Maintenance employees at a local public housing agency finally will be trained on safety protocols next week, more than a month after costly violations were identified by the state.

However, John Hill, executive director for the Southern Nevada Regional Housing Authority, told the Las Vegas Review-Journal earlier this month that staff had already been retrained and that the violations would be detailed at the housing authority's board of commissioners meeting on Thursday.

In August, the agency was fined $47,000 for six serious safety violations identified by the state's Occupational Safety and Health Administration. The violations happened in April when employees were repairing an underground water line.

After being questioned during the meeting, Hill said the last time employees received state-sponsored training on how to dig and operate a dig was in mid-2011.

Hill said a discussion took place with staff in May after the state's April 30 investigation, and he viewed that as training. He also halted all digs.

But a new safety protocol wasn't developed until last week. The training for housing authority maintenance staff will take place on Wednesday.

"If safety protocols ... aren't being kept or updated and so forth, than this is a lesson learned that we've got to pay more attention to," Hill said during the public meeting.

The housing authority paid the fines with funding from its central office call center. It's not federal funding, said Hill, who declined to say more. The penalties were paid after the Sept. 1 due date, but it's not yet known whether the state will charge additional fines for the late payment.

The investigation took place at a housing authority property at 5701 Missouri Ave., near Tropicana Avenue and Boulder Highway. When the inspection began, the excavation was 7.5 feet deep, 21 feet long and approximately 10 feet wide, according to documents. Water was accumulating in the excavation.

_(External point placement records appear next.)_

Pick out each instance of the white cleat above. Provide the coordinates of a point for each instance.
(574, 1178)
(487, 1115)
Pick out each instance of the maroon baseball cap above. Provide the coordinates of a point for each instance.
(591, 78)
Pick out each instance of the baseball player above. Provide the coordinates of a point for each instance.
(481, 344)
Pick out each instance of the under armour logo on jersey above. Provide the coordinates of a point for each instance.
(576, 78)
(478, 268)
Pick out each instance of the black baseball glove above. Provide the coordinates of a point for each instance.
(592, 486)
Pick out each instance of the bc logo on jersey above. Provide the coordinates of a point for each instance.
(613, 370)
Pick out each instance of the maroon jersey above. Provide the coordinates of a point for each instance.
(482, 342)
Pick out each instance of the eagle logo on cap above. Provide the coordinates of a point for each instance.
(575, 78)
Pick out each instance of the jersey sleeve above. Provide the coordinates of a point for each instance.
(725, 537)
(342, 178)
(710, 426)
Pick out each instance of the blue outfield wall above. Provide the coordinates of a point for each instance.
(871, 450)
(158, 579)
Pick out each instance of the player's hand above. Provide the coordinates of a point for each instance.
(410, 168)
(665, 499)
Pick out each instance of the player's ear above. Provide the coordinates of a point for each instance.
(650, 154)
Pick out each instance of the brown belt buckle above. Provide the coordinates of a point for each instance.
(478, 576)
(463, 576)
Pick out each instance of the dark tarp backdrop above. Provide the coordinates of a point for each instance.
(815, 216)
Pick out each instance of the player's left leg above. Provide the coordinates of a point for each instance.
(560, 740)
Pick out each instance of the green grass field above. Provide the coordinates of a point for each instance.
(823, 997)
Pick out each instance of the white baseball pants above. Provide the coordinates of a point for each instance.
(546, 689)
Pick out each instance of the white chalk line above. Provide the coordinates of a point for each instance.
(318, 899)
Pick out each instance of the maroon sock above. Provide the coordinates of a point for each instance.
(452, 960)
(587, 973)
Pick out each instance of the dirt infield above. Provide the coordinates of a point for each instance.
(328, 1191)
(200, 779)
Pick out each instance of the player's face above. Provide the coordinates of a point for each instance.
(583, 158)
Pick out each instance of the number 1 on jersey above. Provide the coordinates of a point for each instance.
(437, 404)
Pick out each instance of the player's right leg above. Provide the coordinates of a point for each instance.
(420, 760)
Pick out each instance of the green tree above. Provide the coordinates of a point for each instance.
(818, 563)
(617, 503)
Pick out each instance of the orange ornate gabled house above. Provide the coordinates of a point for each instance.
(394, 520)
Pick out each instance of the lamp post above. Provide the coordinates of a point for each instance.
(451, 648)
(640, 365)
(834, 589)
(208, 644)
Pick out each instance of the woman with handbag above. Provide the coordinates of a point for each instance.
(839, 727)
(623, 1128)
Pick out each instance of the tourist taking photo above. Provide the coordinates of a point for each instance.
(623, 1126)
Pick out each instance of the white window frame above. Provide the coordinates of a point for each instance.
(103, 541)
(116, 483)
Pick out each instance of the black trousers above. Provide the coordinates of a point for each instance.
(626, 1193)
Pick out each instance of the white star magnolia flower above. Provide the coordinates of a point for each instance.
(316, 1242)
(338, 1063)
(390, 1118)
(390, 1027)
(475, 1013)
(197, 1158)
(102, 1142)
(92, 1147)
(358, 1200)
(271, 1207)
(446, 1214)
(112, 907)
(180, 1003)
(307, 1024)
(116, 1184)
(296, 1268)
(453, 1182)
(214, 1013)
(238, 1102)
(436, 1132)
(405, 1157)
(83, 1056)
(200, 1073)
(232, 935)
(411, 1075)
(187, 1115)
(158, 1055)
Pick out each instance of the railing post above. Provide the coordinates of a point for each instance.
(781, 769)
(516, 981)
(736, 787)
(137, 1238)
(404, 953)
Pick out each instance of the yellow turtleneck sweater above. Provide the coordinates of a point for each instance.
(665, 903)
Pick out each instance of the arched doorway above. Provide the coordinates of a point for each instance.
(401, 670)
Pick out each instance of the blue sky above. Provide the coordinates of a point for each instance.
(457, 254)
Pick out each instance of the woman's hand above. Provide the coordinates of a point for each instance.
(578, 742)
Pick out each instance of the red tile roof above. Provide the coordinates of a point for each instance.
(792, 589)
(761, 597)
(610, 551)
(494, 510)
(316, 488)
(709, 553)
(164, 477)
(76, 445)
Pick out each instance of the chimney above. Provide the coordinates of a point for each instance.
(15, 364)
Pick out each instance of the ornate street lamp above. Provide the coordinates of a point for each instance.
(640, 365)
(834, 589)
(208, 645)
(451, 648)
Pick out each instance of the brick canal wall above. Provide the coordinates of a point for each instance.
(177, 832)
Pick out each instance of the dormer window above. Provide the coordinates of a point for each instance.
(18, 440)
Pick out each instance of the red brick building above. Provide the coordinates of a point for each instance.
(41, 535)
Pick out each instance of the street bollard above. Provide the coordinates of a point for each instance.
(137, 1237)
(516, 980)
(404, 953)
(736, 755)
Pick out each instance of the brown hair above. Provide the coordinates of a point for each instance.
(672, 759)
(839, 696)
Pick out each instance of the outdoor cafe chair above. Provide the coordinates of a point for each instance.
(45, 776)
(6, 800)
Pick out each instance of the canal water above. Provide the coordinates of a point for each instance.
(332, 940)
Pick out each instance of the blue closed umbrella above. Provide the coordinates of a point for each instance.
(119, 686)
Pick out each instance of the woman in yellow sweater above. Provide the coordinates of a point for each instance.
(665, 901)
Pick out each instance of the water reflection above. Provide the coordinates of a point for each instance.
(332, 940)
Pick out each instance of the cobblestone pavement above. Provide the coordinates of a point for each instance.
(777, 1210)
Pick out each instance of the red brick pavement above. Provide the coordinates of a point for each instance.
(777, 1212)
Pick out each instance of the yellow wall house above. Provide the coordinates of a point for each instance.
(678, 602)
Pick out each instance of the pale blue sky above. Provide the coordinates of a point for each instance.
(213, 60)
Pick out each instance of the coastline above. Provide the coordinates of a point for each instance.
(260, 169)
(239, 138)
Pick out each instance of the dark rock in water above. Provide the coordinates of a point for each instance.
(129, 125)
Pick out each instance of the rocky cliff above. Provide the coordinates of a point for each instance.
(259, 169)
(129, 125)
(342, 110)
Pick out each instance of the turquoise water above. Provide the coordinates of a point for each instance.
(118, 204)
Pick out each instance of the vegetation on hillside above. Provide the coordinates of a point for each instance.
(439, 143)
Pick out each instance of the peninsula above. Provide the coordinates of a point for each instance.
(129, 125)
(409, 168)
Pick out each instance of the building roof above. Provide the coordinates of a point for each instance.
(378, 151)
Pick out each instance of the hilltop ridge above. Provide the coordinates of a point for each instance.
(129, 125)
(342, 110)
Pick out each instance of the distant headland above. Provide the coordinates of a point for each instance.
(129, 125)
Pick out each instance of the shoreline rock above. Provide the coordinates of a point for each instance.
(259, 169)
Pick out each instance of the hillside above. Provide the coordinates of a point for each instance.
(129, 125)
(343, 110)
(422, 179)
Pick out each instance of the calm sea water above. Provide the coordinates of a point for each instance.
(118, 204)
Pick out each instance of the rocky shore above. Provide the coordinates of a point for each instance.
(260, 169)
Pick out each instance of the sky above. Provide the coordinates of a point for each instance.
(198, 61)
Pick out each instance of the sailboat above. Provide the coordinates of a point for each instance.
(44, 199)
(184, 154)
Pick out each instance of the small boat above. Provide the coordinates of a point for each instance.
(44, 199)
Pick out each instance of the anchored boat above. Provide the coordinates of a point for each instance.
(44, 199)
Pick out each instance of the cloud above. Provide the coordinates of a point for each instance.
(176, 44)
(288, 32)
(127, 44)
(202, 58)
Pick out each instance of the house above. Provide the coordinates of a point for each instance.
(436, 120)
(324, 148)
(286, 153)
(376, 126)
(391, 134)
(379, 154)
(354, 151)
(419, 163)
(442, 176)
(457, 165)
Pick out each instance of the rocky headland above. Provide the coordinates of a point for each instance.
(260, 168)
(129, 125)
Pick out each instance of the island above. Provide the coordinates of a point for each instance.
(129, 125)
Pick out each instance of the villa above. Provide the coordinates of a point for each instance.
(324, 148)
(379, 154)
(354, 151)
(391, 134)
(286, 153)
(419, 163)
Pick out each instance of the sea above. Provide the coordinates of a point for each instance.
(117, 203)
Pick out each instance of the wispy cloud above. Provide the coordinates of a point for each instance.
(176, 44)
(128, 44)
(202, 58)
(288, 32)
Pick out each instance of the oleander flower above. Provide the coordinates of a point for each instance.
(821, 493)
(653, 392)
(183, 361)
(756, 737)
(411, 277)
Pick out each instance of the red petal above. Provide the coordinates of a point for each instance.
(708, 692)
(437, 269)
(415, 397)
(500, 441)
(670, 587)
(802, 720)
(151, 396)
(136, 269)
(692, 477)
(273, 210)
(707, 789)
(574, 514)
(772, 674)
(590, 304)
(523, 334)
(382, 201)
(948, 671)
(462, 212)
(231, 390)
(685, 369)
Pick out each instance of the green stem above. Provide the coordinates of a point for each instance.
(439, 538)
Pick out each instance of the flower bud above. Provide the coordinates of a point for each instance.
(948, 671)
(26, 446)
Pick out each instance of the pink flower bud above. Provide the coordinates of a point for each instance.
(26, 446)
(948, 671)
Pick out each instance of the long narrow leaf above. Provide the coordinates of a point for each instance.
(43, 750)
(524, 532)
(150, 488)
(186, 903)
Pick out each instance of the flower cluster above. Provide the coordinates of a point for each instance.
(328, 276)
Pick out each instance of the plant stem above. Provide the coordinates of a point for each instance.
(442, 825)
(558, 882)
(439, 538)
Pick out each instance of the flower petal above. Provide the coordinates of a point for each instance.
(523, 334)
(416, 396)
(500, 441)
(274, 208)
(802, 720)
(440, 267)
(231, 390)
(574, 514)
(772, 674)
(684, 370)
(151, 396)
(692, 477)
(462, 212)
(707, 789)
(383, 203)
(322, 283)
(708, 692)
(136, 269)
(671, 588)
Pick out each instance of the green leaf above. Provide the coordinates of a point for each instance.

Employees with the housing authority and a contractor were fixing a broken water main. There was no cave-in protection, and before and after the inspection, several areas of the excavation collapsed, according to the state's inspection narrative. Employees also were not wearing hard hats.

The housing authority also failed to notify local utilities prior to the excavation.

The agency doesn't have an employee who oversees risk management, but Hill said he would have that worked out by next week.

During the housing authority board meeting, there were also contradicting stories about whether employees were working in the hole after Hill was informed of the issue. Hill and Ted Otokiti, deputy director of public housing, maintained no one was allowed to go into the hole.

But employees contradicted that.

Marvin Coleman, vice president of Service Employees International Union Local 1107, said there were about five staffers, including himself, in the hole. He said they were ordered by Otokiti to continue to dig. Otokiti said he didn't think that was true.

People's lives were put in danger, Commissioner Dora LaGrande said.

"Somebody would have fallen into that hole," she said.

Safety was not the only problem.

"One of the issues is when you are dishonest to your board," she said of Hill. He only sent them an email after receiving a call from the Review-Journal on the violations, she said.